*** We are not currently offering conventional loans but would be happy to refer you to an investor-friendly lender from our network. Please call our office for more information.
Depending on who you talk to this can mean so many different things. The true definition of a conventional loan is a loan that can be purchased by Fannie Mae or Freddie Mac. For either of these, to want to buy the loan it must meet certain criteria. The biggest issue we run into as investors with Fannie and Freddie is the number of properties they will allow us to have. The maximum number of financed properties you can have to be considered conventional is ten, but it gets very difficult after just four. This INCLUDES your primary home. Don’t think you qualify? Learn more about portfolio loans.

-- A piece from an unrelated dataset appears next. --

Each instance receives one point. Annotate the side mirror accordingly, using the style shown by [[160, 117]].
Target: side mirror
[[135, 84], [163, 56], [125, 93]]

Pine Financial Group, Inc has relationships with both conventional lenders and portfolio lenders. Check out our Pine Recommends Page.
A portfolio lender is a lender that keeps the loan it originates in its own portfolio. Basically, they will not sell the loan to Fannie Mae or Freddie Mac so they have their own guidelines. This is great because working with portfolio lenders allows us to get outside the normal conventional guidelines.
We will always try to place a loan with a conventional lender first. They generally will be much more favorable with terms such as interest rates and length of loan. We work with investor friendly lenders and will work hard to find the right loan for your situation. Please call us to see how we can help.
Fixed Rate: This is the most basic and most common loan. We can do 15 year, 20 year, 30 year and even 40 year fixed rate loans. A fixed rate loan is just as it sounds; the rate is fixed and will not move through the life of the loan. This is a great product if you will be in the property for the long run, especially with rates being as low as they are.
ARM (Adjustable Rate Mortgage): These loans are great if you use them correctly. The interest rate does move with a determined index. The rate can move as often as each year, every six months or even every month. Your interest rate is calculated by adding a margin (profit) to an index. As the index moves your rate will move. Some common indexes are LIBOR, Prime, and COFI. For more information on how these loans work please visit BankRate.com.
Hybrid ARMs: This is a fantastic option. This combines the security of a fixed rate loan while giving you lower interest rates like the ARM. The way this works is you will have a fixed rate period at the beginning of the loan and it will automatically roll into an adjustable rate loan. The fixed rate period is commonly 3 years, 5 years, 7 years and 10 years. You might see a 5 year hybrid ARM advertised as 5/1 ARM. This is perfect loan if you only plan to be in the property for a set number of years.